Over two years, Yi-Ya Chen wrote to the executive leaders of every UN-recognized country in the world, requesting an autographed photo.
Some answered promptly, some after two or three reminders. Some took a year to reply. One president answered a letter addressed to his predecessor. Many never responded at all. Some letters were lost, some withheld by the Chinese Popular Party. Others were simply ignored. The apparently naive phrasing of Chen’s letter makes the modest request of a fan collecting souvenirs. But looked at another way, the artist is demanding international recognition of Taiwan as an independent nation state – or at least assessing the extent to which such recognition exists.
The photos Chen did receive are tacked to the wall, a line-up of friendly smiles, potential Facebook friends perhaps, earnest and engaged, blandly straining to convey authority, good judgement and human kindness. They all say the same thing, which in the end leaves them saying nothing at all.

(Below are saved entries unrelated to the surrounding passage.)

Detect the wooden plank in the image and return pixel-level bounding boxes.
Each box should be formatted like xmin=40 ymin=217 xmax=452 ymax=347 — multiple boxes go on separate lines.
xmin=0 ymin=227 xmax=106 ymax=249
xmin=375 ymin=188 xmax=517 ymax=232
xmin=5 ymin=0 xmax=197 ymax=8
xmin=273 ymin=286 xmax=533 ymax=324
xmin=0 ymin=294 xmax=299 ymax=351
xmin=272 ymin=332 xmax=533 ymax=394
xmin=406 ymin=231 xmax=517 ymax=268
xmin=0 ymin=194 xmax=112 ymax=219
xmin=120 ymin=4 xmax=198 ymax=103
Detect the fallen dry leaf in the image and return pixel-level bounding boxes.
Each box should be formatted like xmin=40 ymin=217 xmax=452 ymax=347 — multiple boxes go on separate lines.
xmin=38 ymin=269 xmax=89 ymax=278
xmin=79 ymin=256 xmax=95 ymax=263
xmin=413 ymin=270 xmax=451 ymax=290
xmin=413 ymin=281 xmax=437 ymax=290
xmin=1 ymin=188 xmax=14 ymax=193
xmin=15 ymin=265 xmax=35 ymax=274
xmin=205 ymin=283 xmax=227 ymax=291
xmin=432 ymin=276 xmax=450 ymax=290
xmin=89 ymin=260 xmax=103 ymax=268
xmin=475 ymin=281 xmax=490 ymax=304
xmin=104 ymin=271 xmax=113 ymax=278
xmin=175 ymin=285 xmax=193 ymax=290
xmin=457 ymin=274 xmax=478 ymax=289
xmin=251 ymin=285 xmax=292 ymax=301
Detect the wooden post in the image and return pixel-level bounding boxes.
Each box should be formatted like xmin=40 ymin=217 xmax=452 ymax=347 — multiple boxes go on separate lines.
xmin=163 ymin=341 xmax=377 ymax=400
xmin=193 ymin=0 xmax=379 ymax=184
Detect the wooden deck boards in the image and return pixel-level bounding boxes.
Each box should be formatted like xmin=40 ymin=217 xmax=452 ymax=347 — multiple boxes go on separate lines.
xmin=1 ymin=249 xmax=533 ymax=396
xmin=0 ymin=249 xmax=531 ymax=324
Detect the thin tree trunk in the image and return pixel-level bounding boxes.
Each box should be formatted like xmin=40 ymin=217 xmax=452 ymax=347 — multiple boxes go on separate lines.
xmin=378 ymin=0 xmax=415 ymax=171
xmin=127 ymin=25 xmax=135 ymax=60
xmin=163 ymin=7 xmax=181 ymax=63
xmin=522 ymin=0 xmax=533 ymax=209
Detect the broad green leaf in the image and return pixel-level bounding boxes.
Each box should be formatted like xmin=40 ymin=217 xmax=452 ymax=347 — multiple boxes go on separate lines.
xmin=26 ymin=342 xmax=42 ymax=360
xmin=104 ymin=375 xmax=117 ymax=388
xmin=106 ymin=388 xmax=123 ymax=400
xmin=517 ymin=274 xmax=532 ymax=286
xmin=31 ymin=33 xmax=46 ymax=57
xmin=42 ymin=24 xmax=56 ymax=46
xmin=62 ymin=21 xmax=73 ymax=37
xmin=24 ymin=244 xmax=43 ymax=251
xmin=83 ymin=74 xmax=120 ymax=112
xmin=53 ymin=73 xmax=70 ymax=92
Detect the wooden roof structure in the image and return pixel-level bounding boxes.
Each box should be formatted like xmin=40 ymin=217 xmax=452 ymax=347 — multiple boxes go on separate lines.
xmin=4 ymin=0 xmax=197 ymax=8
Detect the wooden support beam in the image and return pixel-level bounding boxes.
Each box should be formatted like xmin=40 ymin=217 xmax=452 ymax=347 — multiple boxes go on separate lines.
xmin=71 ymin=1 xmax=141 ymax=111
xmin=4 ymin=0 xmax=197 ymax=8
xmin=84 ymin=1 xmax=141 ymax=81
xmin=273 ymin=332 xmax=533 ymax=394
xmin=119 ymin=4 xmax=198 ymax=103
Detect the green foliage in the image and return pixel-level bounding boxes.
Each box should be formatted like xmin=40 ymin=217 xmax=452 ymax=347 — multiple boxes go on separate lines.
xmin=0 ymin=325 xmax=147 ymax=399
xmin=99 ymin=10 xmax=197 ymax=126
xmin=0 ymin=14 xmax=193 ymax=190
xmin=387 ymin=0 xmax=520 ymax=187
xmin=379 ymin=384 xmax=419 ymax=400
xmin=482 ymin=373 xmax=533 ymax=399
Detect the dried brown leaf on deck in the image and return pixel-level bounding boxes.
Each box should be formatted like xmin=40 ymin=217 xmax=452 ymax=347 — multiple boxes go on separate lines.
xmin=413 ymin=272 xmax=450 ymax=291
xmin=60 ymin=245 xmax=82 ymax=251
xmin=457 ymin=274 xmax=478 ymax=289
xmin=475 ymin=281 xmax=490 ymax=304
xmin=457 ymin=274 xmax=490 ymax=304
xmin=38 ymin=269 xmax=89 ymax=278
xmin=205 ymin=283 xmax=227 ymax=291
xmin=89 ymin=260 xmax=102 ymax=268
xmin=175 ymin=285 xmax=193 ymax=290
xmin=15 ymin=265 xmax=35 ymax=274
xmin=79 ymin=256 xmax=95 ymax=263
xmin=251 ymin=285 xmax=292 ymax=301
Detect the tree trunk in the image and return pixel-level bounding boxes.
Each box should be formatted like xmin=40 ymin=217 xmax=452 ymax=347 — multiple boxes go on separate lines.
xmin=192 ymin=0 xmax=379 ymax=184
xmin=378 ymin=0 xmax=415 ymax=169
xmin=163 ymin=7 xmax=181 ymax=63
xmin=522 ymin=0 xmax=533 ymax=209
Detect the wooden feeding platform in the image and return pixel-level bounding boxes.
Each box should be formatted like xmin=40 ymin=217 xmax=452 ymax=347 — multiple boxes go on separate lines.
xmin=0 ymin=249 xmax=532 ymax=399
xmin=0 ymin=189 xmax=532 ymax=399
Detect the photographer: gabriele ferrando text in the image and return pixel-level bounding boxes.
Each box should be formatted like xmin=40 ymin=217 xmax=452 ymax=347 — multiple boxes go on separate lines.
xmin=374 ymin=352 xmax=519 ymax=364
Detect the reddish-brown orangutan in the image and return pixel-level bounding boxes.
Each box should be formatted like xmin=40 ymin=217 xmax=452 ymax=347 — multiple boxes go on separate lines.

The standardized accompanying letters follow the same routine: not only do they refrain from answering the artist’s questions – engaging in the dialogue their photos seem to suggest keen availability for – they are study in providing absolutely nothing in way of information or insight. Though there is some correlation between heads of state of countries that did not reply and those that have close or delicate relations with China, in all the letters Chen did receive, there is not a single mention of Taiwan.